I take mine tomorrow, but not at local 3, how did you do?


----------



## Rob0511 (Dec 2, 2017)

I think I did pretty well on the reading comprehension, missed some
nswers in the math part though; missed like 8 questions...Hoping I hear something soon. Did you take your test already?


----------



## mateo613 (Mar 28, 2014)

what test did you take??? i wasnt aware we where taking in new members is this for a seperate division from the A division ?? or is this for the apprenticeship. i took my test in 2015 and i passed reading comp but didnt do too well on math so i placed low and when i last called i was still on the list to be called???


----------



## Rob0511 (Dec 2, 2017)

This would be for an apprenticeship. Anyone know if this test would be good for other locals?


----------



## mateo613 (Mar 28, 2014)

as far as i know No if you took the test for local 3 then its only for local 3...... im actually in the local i got organized in 2014 as an M helper but ive been trying to get into the apprenticeship since they opened the books in 2014


----------



## Ltbrownsugar615 (Feb 3, 2018)

Rob0511 said:


> Anyone took the aptitude test for local 3? It’s been ten days and I haven’t heard anything yet as far as results go.

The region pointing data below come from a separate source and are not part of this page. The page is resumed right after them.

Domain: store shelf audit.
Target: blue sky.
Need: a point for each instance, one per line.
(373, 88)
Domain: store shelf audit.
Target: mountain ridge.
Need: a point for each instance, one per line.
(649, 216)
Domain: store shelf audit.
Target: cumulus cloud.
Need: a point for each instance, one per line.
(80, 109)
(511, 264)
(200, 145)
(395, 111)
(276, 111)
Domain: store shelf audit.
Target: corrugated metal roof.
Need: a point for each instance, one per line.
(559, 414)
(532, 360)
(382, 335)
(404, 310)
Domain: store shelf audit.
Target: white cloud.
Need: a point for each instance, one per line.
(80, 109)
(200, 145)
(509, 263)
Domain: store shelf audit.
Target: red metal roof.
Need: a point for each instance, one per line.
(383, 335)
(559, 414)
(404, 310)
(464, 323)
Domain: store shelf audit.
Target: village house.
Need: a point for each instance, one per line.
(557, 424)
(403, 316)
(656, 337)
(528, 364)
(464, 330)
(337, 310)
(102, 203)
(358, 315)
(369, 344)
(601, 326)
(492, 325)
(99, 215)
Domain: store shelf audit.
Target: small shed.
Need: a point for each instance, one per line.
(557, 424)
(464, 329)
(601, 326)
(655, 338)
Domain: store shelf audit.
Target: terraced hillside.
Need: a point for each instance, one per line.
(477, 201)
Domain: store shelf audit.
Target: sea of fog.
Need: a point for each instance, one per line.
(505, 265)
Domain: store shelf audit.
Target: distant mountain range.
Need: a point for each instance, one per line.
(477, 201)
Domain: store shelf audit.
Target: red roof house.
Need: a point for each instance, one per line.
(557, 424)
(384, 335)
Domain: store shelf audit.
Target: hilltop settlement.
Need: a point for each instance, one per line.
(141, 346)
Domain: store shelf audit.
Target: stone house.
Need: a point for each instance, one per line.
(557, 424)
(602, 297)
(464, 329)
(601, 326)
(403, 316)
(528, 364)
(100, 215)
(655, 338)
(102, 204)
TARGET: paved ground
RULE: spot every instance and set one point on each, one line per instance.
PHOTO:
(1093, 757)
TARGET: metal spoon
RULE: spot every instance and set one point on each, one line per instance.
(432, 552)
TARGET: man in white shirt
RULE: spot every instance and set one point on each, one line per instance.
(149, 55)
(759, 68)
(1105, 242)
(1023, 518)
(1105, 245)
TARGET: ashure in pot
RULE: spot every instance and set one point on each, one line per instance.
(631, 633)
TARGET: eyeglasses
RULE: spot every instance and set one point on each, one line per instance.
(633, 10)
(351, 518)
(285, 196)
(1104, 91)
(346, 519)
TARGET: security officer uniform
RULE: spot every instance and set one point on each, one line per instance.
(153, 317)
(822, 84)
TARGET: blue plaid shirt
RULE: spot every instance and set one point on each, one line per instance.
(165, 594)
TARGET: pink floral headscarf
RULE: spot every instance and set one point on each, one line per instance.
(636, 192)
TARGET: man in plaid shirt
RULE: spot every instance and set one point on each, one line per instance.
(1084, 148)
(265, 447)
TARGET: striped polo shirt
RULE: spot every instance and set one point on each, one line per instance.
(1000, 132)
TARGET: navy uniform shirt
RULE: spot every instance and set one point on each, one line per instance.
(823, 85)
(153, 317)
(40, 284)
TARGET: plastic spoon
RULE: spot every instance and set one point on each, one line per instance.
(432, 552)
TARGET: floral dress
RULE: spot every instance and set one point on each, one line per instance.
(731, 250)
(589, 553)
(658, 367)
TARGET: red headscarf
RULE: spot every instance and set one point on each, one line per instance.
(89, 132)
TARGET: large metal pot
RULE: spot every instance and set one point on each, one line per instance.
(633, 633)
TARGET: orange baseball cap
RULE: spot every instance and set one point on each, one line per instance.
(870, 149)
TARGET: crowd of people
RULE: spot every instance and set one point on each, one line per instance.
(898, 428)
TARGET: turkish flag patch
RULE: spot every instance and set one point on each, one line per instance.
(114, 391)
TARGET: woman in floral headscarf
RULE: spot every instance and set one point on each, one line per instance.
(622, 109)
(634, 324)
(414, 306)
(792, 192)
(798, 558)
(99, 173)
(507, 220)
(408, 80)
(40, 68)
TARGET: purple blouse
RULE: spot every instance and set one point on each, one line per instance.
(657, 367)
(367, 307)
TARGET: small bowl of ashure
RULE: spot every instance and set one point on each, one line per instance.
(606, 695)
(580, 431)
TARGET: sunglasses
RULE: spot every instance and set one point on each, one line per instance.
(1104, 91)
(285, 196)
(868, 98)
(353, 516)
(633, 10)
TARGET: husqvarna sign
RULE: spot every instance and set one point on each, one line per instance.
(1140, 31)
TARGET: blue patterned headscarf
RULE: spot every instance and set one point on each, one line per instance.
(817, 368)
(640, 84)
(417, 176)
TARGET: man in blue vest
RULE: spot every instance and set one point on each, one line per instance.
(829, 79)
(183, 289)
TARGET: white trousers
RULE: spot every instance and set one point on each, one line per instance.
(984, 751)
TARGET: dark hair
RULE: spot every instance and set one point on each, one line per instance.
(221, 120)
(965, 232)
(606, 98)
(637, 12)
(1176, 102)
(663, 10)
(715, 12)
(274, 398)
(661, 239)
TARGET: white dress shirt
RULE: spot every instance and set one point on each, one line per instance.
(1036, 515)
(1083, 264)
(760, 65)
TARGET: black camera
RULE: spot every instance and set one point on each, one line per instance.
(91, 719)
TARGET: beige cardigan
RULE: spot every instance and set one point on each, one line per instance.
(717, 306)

I took the test on January 20th and received my results I passed. Try calling the hall if you have not received your results yet.


----------



## MechanicalDVR (Dec 29, 2007)

Rob0511 said:


> This would be for an apprenticeship. Anyone know if this test would be good for other locals?


NOPE, anything associated with a specific local is only good for that local.


----------



## MechanicalDVR (Dec 29, 2007)

Ltbrownsugar615 said:


> I took the test on January 20th and received my results I passed. Try calling the hall if you have not received your results yet.


Welcome aboard, saw it was your first post.


----------



## JGolan (Nov 21, 2017)

I recall my first interview with local 3 was back in July 1970... :surprise:


----------



## AnibelRamos (Feb 7, 2018)

Hi Mateo,

Hope all is well!

I actually took the exam and interviewed back in Feb-March 2015 and received a call last week. Today was the college courses orientation (2/6/2018). 

Hope you receive a call, if not, remember that you still have shot. I thought I wouldn't get in because it's been 3 years. Don't lose hope!


----------